Welcome to my blog, Nancy’s Notes. I’m never sure what I am going to write about, so I’ll disclose to you now that if you become a regular reader, there’s no telling what I will be talking about. Hopefully it won’t be all about investing. I won’t get on a soapbox preaching to you. I’ll be writing about things that have happened to me, things that my mad mind are thinking.
Murray S. Davis (a sociologist) wrote that, “A theorist is considered great, not because his theories are true, but because they are interesting.”
I hope that the topics that I write about not only have some truth to them, but that you find them interesting.
Since the beginning of the year 2018, we have been in volatile and confusing markets. We left 2017 with great positive returns, especially from the technology stocks, and the markets in general. Not surprisingly, we kind of expected the party to continue. Unfortunately, to date we have not had the same results. The markets entered into correction territory at the beginning of the year and are still struggling.
As most of my clients know, I was expecting and preparing for market weakness or a correction since the early fall of 2017. I often gave the analogy that the market was like a marathon runner. It, too, needs to take a break after a big run. I had the right idea, just the wrong timing. The market had more stamina than I realized.

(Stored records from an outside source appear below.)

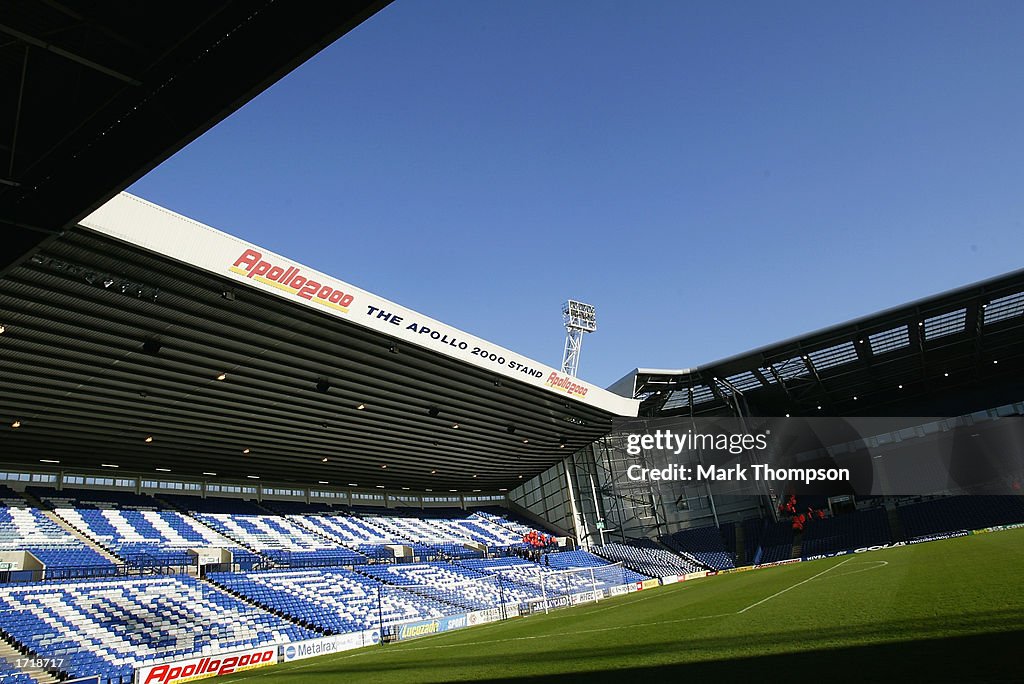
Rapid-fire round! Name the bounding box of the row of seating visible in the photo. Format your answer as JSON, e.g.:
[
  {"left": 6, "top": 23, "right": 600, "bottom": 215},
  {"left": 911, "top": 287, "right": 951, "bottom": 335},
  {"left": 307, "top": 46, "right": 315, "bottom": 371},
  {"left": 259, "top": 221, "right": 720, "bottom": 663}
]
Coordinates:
[
  {"left": 0, "top": 576, "right": 319, "bottom": 681},
  {"left": 662, "top": 524, "right": 736, "bottom": 570},
  {"left": 0, "top": 657, "right": 36, "bottom": 684},
  {"left": 6, "top": 486, "right": 552, "bottom": 573}
]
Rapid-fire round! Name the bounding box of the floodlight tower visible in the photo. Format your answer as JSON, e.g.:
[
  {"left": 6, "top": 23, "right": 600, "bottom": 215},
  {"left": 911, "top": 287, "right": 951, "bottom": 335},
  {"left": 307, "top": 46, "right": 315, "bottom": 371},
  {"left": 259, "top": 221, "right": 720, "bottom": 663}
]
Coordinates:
[{"left": 562, "top": 299, "right": 597, "bottom": 377}]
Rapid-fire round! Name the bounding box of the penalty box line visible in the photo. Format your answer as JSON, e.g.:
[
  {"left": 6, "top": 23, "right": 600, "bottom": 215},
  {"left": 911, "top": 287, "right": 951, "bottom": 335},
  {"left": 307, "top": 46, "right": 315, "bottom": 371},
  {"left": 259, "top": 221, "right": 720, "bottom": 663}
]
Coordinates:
[
  {"left": 224, "top": 557, "right": 853, "bottom": 684},
  {"left": 736, "top": 558, "right": 852, "bottom": 615}
]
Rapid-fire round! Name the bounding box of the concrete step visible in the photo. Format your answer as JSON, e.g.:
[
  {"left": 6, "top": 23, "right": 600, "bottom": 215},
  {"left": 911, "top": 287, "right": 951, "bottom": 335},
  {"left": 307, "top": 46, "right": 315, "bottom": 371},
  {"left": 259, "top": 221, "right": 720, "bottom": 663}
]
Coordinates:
[{"left": 0, "top": 638, "right": 60, "bottom": 684}]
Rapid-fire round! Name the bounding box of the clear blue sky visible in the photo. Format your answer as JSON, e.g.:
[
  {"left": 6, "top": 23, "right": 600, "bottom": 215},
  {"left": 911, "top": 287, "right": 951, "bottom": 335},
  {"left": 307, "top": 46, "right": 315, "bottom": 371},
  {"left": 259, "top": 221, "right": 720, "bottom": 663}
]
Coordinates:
[{"left": 130, "top": 0, "right": 1024, "bottom": 386}]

I have a new young investor that began with me in the late spring of last year. He is the son of a long time client of mine. He and his new wife opened up TFSAs with me and deposited cash. I suggested investing about 30% of it in solid Canadian blue chip stocks that pay a dividend, 30% in growth companies in both Canada and the US and to hold the remaining 40% in cash. I explained that I was expecting a pullback in the market and that I wanted to keep some cash for when stocks “go on sale”.
Fast forward to late October and he called me to discuss his portfolio. He wanted to invest the rest of the cash in stocks and felt that he was missing out on the big market wave. At this point the TSX had a return of about 4% and the DJIA 17% for the year. The technology NASDAQ index was up a whopping 22%.
My conversation with this new investor went something like this. “You have a low risk profile. You don’t like to lose money, mind you nobody does. I get it that you’re afraid of missing out. You want to make money and you want to make it now. A good investor needs to learn patience. It’s my job to stop you from being an emotional investor and help you become an intelligent investor. I’m telling you not to jump in fully invested in the market when it is reaching new highs. Wait for that stock to go on sale.”
“Ok”, he finally says. “Yes, I don’t want to lose money. I’ll wait……but if you know of a stock that’s going to go up, can you give me a call?!”
My response to him was, “I appreciate your confidence in my abilities, but, remember, I too am human. If I really knew which stocks were only going to go up I’d be on a beach!”
Investing involves a lot of research so you can make an informed, well thought out choices. There is never an assured way of predicting the unknown. Always be accepting that unforeseen events can happen, and be prepared to make a change, or sometimes sit tight, as a result.